By default, the transcription and histone mark displays use a transparent overlay method of displaying data from a number of cell lines in a single track. Each of the cell lines in this track is associated with a particular color, and these colors are relatively light and saturated so as to work best with the transparent overlay. The color of the transcription and histone mark tracks match their versions from their lifted source on the hg19 assembly.
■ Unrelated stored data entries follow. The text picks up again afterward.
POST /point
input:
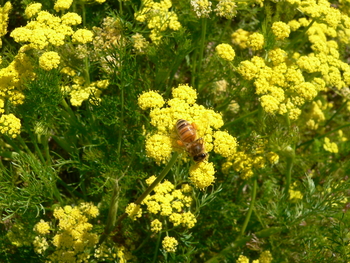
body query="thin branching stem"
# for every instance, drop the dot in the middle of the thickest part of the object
(251, 207)
(147, 191)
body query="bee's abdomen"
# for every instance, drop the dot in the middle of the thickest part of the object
(185, 131)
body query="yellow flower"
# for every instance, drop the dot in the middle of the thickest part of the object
(71, 19)
(40, 244)
(202, 8)
(188, 219)
(169, 244)
(265, 257)
(42, 227)
(273, 157)
(242, 259)
(256, 41)
(185, 93)
(62, 5)
(226, 8)
(248, 70)
(202, 174)
(150, 99)
(140, 43)
(277, 56)
(159, 147)
(225, 51)
(10, 125)
(224, 144)
(82, 36)
(330, 146)
(156, 226)
(32, 10)
(269, 103)
(4, 14)
(240, 38)
(133, 211)
(49, 60)
(281, 30)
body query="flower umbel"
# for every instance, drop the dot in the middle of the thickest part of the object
(200, 121)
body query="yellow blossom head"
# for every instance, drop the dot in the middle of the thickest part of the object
(281, 30)
(169, 244)
(49, 60)
(202, 174)
(256, 41)
(150, 99)
(225, 51)
(32, 10)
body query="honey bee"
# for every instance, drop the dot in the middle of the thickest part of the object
(188, 139)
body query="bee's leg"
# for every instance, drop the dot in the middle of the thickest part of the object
(200, 140)
(194, 125)
(180, 143)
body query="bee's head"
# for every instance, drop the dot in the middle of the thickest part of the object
(200, 157)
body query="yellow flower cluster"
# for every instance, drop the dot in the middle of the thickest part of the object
(4, 18)
(159, 145)
(73, 237)
(330, 146)
(62, 5)
(202, 174)
(240, 38)
(265, 257)
(282, 89)
(158, 18)
(82, 36)
(169, 244)
(171, 203)
(10, 125)
(280, 30)
(224, 144)
(202, 8)
(255, 41)
(140, 43)
(107, 36)
(294, 195)
(225, 51)
(49, 60)
(81, 91)
(133, 210)
(150, 99)
(226, 8)
(32, 10)
(324, 62)
(42, 227)
(156, 226)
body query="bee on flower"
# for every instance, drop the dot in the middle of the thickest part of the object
(182, 122)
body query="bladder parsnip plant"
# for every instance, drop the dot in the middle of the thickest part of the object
(174, 131)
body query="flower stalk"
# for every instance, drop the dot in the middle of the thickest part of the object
(251, 207)
(111, 224)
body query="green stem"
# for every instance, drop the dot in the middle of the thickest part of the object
(148, 190)
(121, 121)
(324, 135)
(157, 247)
(113, 209)
(201, 52)
(336, 113)
(241, 241)
(240, 119)
(290, 162)
(84, 13)
(251, 207)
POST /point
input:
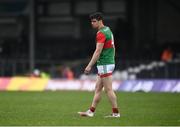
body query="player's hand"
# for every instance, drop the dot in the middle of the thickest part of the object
(87, 70)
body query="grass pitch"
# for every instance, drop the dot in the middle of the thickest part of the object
(61, 107)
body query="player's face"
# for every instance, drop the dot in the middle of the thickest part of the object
(95, 23)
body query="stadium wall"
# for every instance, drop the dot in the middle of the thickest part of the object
(44, 84)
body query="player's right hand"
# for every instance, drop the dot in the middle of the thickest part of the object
(87, 70)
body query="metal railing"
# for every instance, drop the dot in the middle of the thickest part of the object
(140, 69)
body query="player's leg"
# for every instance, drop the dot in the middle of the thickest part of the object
(107, 83)
(97, 93)
(96, 99)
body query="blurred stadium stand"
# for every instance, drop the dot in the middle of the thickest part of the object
(64, 37)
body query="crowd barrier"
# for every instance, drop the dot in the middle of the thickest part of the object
(42, 84)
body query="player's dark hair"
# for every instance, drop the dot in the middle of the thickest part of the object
(96, 15)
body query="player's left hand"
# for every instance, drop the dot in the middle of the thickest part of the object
(87, 70)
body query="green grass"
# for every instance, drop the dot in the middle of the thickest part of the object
(61, 107)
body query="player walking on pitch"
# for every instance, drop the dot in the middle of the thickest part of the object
(104, 57)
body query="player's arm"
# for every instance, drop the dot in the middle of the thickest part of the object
(100, 38)
(95, 57)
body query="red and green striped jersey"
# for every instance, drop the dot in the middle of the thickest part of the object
(104, 35)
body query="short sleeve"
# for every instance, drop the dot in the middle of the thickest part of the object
(100, 37)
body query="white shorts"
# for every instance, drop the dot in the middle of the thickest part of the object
(105, 70)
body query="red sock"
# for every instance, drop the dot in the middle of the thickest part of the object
(92, 109)
(115, 110)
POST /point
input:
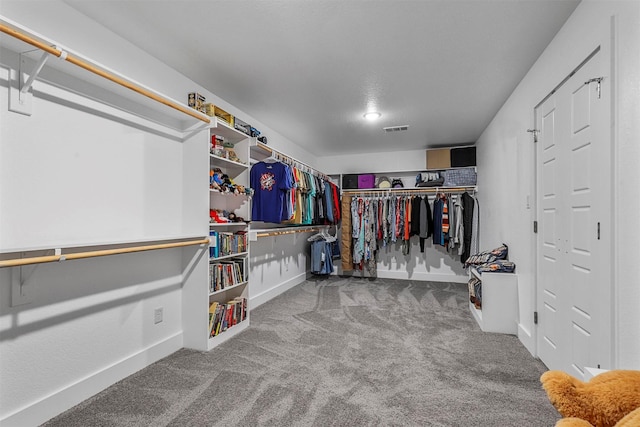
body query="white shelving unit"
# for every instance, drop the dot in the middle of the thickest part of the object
(198, 294)
(499, 311)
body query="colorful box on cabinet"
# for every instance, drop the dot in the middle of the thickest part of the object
(367, 180)
(439, 159)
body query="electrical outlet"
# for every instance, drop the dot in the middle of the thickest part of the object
(157, 315)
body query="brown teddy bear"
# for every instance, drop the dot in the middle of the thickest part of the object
(609, 399)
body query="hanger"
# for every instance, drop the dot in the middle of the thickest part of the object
(322, 235)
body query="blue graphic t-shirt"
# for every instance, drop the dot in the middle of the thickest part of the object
(270, 182)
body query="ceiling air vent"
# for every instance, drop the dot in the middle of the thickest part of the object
(396, 128)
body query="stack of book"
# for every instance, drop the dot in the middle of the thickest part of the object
(223, 316)
(225, 274)
(226, 243)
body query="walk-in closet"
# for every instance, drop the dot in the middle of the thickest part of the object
(314, 213)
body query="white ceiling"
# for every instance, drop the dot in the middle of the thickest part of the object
(310, 69)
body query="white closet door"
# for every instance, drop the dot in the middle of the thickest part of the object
(574, 200)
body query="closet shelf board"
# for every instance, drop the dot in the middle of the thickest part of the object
(227, 132)
(228, 288)
(239, 254)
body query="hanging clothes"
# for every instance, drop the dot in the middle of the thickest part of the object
(270, 182)
(346, 240)
(468, 205)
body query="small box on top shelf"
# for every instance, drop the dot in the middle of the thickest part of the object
(223, 115)
(242, 126)
(197, 101)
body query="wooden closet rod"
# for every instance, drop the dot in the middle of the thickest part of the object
(118, 80)
(276, 232)
(425, 190)
(17, 262)
(292, 160)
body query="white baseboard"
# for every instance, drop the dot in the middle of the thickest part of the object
(527, 339)
(404, 275)
(50, 406)
(276, 290)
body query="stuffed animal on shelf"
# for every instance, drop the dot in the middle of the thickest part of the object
(217, 216)
(607, 400)
(215, 179)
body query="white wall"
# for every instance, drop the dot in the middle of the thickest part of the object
(277, 263)
(506, 156)
(391, 162)
(71, 175)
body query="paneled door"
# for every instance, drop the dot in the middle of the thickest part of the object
(574, 210)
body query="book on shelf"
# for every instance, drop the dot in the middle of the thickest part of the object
(227, 273)
(213, 310)
(227, 315)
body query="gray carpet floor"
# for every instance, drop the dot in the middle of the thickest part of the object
(339, 352)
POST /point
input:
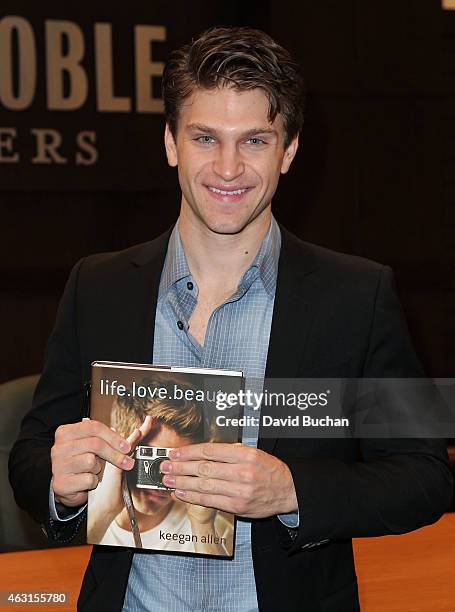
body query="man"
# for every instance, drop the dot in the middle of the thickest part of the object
(230, 289)
(161, 423)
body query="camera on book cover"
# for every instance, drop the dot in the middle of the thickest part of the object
(147, 467)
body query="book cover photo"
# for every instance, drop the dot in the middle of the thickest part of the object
(171, 407)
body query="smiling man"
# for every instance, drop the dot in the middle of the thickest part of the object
(229, 288)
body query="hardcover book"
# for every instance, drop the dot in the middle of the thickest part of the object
(171, 407)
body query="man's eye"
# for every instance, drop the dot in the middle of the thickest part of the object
(206, 139)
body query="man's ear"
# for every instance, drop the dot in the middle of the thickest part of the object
(171, 149)
(289, 154)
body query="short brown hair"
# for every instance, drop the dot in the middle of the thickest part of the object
(184, 416)
(242, 58)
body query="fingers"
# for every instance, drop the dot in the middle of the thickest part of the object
(216, 451)
(205, 469)
(89, 428)
(221, 502)
(67, 485)
(208, 485)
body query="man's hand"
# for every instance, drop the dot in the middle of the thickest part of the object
(232, 477)
(107, 501)
(78, 456)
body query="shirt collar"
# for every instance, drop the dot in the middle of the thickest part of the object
(266, 260)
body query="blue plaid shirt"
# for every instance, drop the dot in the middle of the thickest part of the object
(236, 338)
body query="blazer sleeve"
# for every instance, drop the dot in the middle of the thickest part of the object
(58, 400)
(399, 484)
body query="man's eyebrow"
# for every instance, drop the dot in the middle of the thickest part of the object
(200, 127)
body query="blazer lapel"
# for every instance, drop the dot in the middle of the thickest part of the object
(292, 315)
(138, 300)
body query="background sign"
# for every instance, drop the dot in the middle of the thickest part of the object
(80, 92)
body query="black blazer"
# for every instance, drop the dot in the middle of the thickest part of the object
(334, 316)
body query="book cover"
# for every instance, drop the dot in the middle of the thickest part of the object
(172, 407)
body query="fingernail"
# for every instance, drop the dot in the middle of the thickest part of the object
(127, 462)
(169, 481)
(166, 467)
(125, 446)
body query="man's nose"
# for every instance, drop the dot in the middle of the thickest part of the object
(228, 163)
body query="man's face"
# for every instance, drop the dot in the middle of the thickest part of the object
(151, 501)
(229, 158)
The DNase tracks, which were not lifted from hg19, are colored differently to reflect similarity of cell types. There are three DNase tracks starting with a transparent overlay DNase Signal Track to allow viewing signals from all 95 cell types in one track. The individual signals and the same coloring scheme can also be found in the DNase HS Track where processed peaks and hotspots are also called out as gray boxes with the darkness of each box reflecting the underlying signal value. Lastly, in the DNase Clusters track all observed hypersensitive regions in the different cell lines at the same location were clustered into a single box where a number to the left of the box indicates how many cell types showed a hypersensitivity region and the darkness of the grey box is proportional to the the maximum value seen from one of the underlying cell lines. Clicking on these item takes you to a details page where additional information displays, such as the list of cell types that combined to form the cluster in the DNase Clusters track.


The data in this supertrack comes from the ENCODE grants led by Bradley Bernstein (Broad Institute), Richard Myers (HudsonAlpha Institute), Michael Snyder (Stanford), Gregory Crawford (Duke) and John Stamatoyannopoulos (University of Washington). Specific labs and contributors for these datasets are listed in the Credits section of the individual tracks in this supertrack. The integrative view was developed by Jim Kent at UCSC.

Data Release Policy

Primary ENCODE data produced during the 2007-2012 production phase were subject to a restriction period. However, the data here are past those restrictions and are freely available. The full data release policy for ENCODE is available here.